そもそもトランプ前政権時代から激しかった保守とリベラルの対立、共和党と民主党との激突はいまやさらに険悪となった。
誕生から3ヵ月のバイデン政権はトランプ前政権や保守支持層、共和党側に対して正面から挑戦し、そのあり方を根幹から否定までする対決姿勢によってアメリカの分断をますます激しくする結果を招いた。
だがその現実をアメリカの大手メディアは軽視、あるいは無視しているのだ。自分たちが全力で盛り立てた民主党バイデン政権の負の実態は最大限、隠そうとするわけだ。
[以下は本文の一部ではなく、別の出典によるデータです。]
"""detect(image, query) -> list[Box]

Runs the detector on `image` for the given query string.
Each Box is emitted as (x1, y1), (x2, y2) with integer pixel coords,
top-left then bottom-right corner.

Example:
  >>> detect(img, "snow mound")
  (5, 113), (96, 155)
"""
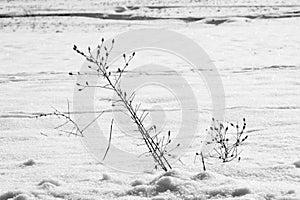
(130, 180), (145, 187)
(207, 187), (251, 197)
(293, 160), (300, 168)
(150, 169), (190, 184)
(192, 172), (215, 181)
(155, 177), (178, 192)
(14, 194), (32, 200)
(0, 191), (24, 200)
(22, 159), (36, 166)
(231, 188), (251, 197)
(101, 174), (111, 181)
(127, 185), (154, 197)
(38, 179), (62, 189)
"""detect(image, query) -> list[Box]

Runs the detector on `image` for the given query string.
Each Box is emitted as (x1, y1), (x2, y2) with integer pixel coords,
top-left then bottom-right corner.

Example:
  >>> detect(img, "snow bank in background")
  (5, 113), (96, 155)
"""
(14, 194), (32, 200)
(22, 159), (36, 166)
(294, 160), (300, 168)
(38, 179), (62, 189)
(0, 191), (30, 200)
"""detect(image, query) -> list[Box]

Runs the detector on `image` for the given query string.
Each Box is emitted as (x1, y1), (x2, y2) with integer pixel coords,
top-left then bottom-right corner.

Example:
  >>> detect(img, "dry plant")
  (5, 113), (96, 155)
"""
(39, 38), (179, 171)
(195, 118), (248, 171)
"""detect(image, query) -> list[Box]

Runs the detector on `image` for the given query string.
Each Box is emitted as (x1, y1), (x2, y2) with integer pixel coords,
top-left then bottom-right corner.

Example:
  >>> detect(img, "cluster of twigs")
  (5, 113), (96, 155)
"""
(70, 39), (172, 171)
(196, 118), (248, 171)
(37, 38), (248, 171)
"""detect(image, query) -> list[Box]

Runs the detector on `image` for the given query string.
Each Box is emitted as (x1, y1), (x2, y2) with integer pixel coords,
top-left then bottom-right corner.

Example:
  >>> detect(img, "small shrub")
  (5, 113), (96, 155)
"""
(196, 118), (248, 171)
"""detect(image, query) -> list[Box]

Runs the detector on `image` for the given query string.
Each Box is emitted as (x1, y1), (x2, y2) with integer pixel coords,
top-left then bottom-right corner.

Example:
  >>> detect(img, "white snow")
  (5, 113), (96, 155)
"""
(0, 0), (300, 200)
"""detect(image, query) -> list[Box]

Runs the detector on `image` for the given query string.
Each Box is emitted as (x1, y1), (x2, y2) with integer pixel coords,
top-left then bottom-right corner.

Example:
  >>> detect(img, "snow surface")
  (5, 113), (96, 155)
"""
(0, 1), (300, 200)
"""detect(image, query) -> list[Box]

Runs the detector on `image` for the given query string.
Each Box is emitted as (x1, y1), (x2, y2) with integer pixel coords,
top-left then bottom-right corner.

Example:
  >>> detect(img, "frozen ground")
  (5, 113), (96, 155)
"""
(0, 0), (300, 200)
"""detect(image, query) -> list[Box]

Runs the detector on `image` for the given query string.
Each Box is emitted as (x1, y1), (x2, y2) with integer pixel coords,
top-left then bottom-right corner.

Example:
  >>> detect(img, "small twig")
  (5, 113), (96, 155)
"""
(102, 119), (114, 161)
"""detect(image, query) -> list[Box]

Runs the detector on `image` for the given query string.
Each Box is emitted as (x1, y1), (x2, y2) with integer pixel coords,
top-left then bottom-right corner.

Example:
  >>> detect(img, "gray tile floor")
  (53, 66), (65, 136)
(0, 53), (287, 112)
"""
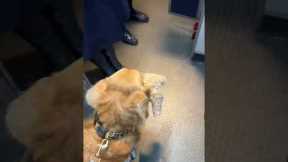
(116, 0), (205, 162)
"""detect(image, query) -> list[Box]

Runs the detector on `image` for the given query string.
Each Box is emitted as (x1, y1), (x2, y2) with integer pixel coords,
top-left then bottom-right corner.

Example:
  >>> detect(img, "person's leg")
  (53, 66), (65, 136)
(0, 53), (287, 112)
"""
(15, 15), (75, 71)
(46, 0), (83, 57)
(83, 0), (123, 75)
(122, 25), (138, 46)
(128, 0), (149, 23)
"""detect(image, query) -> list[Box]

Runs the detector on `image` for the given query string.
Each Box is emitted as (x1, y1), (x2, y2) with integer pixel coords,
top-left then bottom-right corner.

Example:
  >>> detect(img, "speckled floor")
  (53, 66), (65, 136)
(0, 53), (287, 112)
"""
(116, 0), (205, 162)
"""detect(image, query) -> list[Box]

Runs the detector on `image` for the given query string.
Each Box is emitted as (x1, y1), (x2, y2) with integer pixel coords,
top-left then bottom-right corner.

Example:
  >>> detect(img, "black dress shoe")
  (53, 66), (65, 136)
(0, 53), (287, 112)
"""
(130, 9), (149, 23)
(122, 28), (138, 46)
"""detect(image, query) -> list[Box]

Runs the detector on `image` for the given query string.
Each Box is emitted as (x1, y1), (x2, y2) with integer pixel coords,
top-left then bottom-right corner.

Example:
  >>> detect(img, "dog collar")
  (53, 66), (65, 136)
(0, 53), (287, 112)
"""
(94, 112), (128, 140)
(95, 124), (128, 140)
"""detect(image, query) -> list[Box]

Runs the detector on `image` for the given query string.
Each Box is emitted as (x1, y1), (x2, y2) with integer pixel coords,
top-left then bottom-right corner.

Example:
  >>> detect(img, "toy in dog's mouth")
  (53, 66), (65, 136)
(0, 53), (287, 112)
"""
(86, 68), (166, 161)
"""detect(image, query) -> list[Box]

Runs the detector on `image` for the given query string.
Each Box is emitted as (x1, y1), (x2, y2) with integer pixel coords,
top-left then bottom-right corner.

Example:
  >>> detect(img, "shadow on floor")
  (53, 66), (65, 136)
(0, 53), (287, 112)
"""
(140, 143), (163, 162)
(161, 28), (192, 58)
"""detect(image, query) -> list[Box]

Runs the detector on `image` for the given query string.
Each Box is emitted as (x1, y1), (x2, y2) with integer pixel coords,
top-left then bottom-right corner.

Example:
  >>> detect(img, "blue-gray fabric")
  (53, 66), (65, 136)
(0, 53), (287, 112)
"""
(83, 0), (130, 59)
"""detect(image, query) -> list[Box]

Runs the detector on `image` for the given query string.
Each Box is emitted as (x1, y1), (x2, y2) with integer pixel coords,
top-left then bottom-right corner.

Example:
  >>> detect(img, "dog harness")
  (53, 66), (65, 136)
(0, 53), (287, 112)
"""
(94, 112), (137, 162)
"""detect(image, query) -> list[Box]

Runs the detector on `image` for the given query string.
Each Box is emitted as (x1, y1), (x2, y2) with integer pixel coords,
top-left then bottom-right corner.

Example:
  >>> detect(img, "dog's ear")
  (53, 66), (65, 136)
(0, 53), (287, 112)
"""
(85, 79), (108, 109)
(142, 73), (167, 116)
バイデン政権の移民政策ひとつをみても、違法でも犯罪容疑があってもアメリカに入国を希望する老若男女をとにかく追い返さないという「寛容政策」により、メキシコとの国境では未曽有の数の違法の難民や移民が殺到した。
▲写真 2021年3月23日にテキサス州ミッション近くでメキシコからリオグランデ川を渡ったホンデュラスからの亡命希望者たち。米国国境警備隊の検問所に向かう。 出典: John Moore/Getty Images
とにかく子供だけをアメリカになんとか入国させようという中南米諸国の親たちが人身売買的な業者を使って、アメリカ国内に幼い男女をもぐりこませるという活動が激しくなった。
シアトル、サンフランシスコ、ポートランドというリベラル行政の都市ではホームレスが放置され、街の治安や風景を極端に悪化させた。アメリカ社会ではバイデン政権になって人種間の争いや「法と秩序」を突き崩す凶悪犯罪が増えてきたのだ。そんな実例はまだまだある。
私のアメリカとのつきあいは長いが、その長い歳月をすべてアメリカで過ごしてきたわけではない。だが学生として、ジャーナリストとして、あるいは研究者として、実際に住み、働いたアメリカはいつも活力に満ちていた。輝いていた。そして私自身にも希望や教訓を与えてくれた。
アメリカから離れて日本にいても、あるいはベトナム、イギリス、中国というような諸国にいても、遥かにみるアメリカは力強い存在だった。
人間にとっての自由という無比の権利を保証する民主主義の基本を強大な軍事力を使ってでも守るというアメリカは全世界の多数派の頼りだった。つい仰ぎみてしまう対象だった。